The Daphne Jackson Trust is delighted to report that in December 2014 Caroline was awarded a four year Wellcome Trust Fellowship to progress the research she established during her Daphne Jackson Fellowship.
'I am so grateful to the Daphne Jackson Trust. Without the Daphne Jackson Fellowship I wouldn't have had the track record, data or confidence to apply for the Wellcome Trust Fellowship.' Caroline said.
Dr Reyna Al-Ashaab
Keeping an eye on air particles
Reyna made an excellent start to her career; she gained a doctorate in Meat/Food Technology and went on to hold research and lecturing positions at a number of universities in both the UK and Mexico.
She took a career break in 2005 but by 2008 was ready to return to work. Finding a position proved difficult as she seemed to be too highly qualified for many positions and too specialised for others. Reyna was considering retraining in a different area when she heard about the Daphne Jackson Trust.
“After I was told about the Daphne Jackson Trust, I went to the website.
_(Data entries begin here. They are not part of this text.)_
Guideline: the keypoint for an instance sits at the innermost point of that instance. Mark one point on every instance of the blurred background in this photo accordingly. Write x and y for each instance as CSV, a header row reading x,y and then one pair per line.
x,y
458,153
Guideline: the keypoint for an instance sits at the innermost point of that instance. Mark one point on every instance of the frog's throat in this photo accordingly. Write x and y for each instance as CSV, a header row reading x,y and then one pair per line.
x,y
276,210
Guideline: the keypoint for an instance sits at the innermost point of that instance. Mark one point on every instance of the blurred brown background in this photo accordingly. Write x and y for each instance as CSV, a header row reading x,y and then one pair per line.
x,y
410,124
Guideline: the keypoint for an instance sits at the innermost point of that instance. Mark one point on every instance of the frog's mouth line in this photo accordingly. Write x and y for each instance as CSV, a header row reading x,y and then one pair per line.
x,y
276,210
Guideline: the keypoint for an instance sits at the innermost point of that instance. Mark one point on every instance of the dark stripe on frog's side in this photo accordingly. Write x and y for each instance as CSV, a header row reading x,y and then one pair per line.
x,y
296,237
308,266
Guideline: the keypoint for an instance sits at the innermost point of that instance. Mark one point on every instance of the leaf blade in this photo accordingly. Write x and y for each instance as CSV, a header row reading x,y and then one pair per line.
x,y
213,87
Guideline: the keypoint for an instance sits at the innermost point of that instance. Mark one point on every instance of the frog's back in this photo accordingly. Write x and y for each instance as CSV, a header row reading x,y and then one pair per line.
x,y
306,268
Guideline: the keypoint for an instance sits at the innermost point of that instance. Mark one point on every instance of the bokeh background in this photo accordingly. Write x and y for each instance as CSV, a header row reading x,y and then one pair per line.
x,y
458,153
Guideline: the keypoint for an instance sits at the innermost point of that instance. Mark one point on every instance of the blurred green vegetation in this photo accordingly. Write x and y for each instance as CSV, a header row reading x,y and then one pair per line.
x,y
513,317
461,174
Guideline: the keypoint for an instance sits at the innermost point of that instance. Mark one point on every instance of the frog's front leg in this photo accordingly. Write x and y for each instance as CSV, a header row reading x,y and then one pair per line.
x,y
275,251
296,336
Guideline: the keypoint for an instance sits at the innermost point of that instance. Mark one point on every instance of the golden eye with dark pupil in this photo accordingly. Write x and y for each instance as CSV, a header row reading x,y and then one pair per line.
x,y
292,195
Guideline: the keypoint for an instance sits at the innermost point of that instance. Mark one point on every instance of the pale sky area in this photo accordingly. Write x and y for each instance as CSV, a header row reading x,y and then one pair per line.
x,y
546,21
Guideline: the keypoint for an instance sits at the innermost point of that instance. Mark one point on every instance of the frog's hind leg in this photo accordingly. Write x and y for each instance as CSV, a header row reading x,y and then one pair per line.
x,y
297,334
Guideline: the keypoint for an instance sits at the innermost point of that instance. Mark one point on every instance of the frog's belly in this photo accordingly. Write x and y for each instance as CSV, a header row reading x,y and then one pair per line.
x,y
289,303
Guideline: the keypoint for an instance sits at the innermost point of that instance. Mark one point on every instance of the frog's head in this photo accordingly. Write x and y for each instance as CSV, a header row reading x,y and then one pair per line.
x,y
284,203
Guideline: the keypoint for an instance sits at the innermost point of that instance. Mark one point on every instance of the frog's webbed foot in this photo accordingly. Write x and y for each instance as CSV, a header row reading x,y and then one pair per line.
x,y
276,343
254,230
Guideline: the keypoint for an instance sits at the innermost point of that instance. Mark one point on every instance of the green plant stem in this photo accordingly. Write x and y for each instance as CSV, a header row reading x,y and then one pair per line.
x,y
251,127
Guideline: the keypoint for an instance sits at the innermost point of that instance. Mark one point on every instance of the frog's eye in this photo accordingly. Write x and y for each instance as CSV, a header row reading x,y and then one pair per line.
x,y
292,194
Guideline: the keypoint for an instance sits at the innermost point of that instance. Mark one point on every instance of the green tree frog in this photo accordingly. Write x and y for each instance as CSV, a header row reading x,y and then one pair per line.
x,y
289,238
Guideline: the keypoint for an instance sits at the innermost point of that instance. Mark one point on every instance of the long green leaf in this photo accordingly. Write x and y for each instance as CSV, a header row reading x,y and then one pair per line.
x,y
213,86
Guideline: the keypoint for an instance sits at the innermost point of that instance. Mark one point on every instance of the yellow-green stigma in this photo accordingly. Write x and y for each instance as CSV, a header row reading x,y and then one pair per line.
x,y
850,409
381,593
As I navigated through the pages of the Trust, my heart started beating faster and a huge smile appeared in my face. It was as if they knew about me and they were describing my situation. The Daphne Jackson Fellowship and I fitted perfectly with each other. It felt just right. It was perfect for my circumstances: I was looking for a part time job so that I could be with my children after school; I wanted to start from the beginning and not just jump at a new venture when I was full of insecurities. I was going to be retrained to be able to catch up with technology.”
Reyna commenced her fellowship in May 2010 at Cranfield University, in the Centre for Energy and Resource Technology. “I am indeed enjoying the fellowship and everything that has come with it. From the very first phone call my self-confidence improved. I feel valued, inspired to be the person I want to be and encouraged to embrace all of the aspects of my life.”
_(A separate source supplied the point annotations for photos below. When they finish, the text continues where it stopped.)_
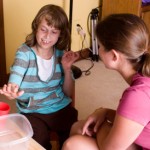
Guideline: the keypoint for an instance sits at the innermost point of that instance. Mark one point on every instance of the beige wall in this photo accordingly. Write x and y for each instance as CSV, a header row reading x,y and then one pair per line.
x,y
18,15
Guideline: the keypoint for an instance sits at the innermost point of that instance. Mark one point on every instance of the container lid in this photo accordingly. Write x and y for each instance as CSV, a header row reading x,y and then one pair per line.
x,y
14,129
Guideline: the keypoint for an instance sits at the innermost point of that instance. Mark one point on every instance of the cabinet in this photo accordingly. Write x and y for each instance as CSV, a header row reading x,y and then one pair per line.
x,y
126,6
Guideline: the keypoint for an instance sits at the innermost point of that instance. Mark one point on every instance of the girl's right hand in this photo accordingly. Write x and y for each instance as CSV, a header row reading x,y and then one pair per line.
x,y
11,91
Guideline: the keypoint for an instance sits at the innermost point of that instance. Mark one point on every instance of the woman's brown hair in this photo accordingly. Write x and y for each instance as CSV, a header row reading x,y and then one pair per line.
x,y
128,34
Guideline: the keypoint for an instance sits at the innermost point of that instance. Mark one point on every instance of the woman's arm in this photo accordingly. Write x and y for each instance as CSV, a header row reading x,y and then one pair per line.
x,y
67,60
119,135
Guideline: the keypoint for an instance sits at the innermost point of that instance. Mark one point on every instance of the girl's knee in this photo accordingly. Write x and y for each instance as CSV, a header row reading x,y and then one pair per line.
x,y
77,128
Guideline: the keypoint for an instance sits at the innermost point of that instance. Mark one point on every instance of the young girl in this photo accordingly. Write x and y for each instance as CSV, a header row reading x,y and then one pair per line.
x,y
124,47
41,77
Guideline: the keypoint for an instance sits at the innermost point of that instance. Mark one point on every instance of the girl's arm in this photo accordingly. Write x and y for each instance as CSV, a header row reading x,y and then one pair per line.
x,y
11,90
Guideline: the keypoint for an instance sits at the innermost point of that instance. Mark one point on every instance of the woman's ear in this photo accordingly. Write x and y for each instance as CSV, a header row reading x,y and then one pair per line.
x,y
115,55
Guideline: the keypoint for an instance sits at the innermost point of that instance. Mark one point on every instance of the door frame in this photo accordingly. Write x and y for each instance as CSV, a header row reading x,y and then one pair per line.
x,y
3,74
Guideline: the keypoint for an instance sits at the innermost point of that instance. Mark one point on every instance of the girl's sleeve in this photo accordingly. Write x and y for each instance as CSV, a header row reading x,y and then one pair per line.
x,y
135,105
19,67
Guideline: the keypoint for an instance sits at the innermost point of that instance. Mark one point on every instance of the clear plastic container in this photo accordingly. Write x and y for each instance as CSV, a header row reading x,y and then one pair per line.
x,y
15,132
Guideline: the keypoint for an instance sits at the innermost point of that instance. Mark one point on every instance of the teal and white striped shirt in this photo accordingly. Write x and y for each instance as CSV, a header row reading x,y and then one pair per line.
x,y
40,96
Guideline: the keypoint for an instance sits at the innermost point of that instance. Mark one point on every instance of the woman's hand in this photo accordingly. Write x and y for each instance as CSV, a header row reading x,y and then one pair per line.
x,y
68,59
11,91
94,121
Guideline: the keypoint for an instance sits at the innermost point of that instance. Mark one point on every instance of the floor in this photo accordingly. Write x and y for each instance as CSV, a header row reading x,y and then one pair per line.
x,y
102,88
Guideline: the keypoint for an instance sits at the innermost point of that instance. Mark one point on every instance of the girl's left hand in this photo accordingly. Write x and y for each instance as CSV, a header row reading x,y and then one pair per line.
x,y
68,59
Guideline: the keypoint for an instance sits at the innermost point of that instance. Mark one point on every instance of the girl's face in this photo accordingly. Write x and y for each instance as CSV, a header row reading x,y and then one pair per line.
x,y
46,36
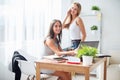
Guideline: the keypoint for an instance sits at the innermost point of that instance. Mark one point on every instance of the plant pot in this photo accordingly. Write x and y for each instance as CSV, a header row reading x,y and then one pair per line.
x,y
94,31
87,60
94,12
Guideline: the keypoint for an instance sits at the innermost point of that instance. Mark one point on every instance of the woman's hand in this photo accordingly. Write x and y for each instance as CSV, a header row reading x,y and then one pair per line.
x,y
69,12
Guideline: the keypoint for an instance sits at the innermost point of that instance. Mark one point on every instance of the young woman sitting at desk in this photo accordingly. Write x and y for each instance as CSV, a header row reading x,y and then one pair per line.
x,y
52,46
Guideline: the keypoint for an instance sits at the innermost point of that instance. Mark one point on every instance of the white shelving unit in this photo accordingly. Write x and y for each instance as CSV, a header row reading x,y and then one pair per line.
x,y
89,20
93,19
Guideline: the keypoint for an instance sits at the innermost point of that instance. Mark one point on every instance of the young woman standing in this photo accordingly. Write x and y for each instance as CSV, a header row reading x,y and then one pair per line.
x,y
75,25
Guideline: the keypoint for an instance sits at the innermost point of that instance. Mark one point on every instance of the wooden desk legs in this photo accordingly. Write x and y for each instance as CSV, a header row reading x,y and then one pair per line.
x,y
37,72
105,69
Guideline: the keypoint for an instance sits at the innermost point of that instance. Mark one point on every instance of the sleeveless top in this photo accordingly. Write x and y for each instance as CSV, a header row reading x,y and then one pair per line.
x,y
74,30
47,51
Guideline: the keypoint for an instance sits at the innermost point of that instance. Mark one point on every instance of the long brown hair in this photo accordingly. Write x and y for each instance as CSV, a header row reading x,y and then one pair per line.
x,y
51,33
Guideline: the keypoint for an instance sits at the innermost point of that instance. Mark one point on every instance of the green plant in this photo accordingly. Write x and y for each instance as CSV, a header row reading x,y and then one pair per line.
x,y
95,8
94,27
86,50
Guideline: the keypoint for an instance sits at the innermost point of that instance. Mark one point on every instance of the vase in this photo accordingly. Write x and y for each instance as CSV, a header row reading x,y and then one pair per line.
x,y
87,60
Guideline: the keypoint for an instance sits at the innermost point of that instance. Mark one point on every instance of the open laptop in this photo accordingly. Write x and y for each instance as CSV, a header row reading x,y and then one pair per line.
x,y
90,43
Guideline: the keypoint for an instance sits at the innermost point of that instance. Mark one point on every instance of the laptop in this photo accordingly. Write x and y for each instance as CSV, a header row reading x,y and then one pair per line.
x,y
90,43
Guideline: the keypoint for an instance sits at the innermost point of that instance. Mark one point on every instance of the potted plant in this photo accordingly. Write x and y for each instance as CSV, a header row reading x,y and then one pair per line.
x,y
94,28
95,9
87,53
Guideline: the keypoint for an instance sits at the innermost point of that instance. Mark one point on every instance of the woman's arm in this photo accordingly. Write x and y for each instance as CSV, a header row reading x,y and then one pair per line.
x,y
82,28
56,50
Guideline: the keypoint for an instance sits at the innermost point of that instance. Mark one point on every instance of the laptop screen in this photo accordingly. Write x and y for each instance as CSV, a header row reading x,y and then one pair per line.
x,y
90,43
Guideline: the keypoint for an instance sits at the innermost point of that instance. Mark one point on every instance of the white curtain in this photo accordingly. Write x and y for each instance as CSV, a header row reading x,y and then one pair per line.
x,y
26,23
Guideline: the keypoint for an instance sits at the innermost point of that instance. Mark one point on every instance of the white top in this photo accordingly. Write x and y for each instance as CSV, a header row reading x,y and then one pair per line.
x,y
47,51
74,31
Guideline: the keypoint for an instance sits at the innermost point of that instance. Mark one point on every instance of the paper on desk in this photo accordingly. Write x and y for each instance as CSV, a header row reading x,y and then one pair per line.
x,y
72,59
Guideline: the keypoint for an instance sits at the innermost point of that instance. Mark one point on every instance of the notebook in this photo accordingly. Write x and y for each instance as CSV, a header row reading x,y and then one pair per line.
x,y
90,43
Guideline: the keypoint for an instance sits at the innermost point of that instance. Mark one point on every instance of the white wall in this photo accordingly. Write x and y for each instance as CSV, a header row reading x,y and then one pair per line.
x,y
110,22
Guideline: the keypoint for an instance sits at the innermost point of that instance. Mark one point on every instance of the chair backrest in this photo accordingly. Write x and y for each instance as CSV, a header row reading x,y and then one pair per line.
x,y
27,67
Reyna’s research involves the detection and monitoring of particles suspended in the air around garden waste composting facilities. These particles, called bioaerosols, are caused by the breakdown of the green waste and can exist in large numbers around such facilities, as the green waste is mechanically shredded and turned to accelerate the composting process.
While such composting facilities reduce the amount of waste taken to landfill and so help local authorities improve their recycling rate, the bioaerosols produced have the potential to cause health problems for people living and working nearby. By studying the dispersion modelling of these bioaerosols, it will be possible to establish the distance at which they are no longer suspended in the air. Authorities in the UK will then be able to build additional compositing facilities confident in their ability to protect the health of communities and fulfil their obligations to reduce landfill according to the EU directives.
Reyna says, “It is fascinating how learning from a process that has taken place in nature from the beginning of time, in conjunction with sophisticated technology, is providing a solution for some of our man-made pollution problems.”
After completing her fellowship, Reyna aims to continue her research at Cranfield University. “I am truly grateful to the Daphne Jackson Trust, not just for their support but also for the very efficient services they provide, from basic communication to answering all of my questions and the organisation of the very useful courses. I am also grateful to NERC for sponsoring my fellowship and to Cranfield University for their open arms welcome.”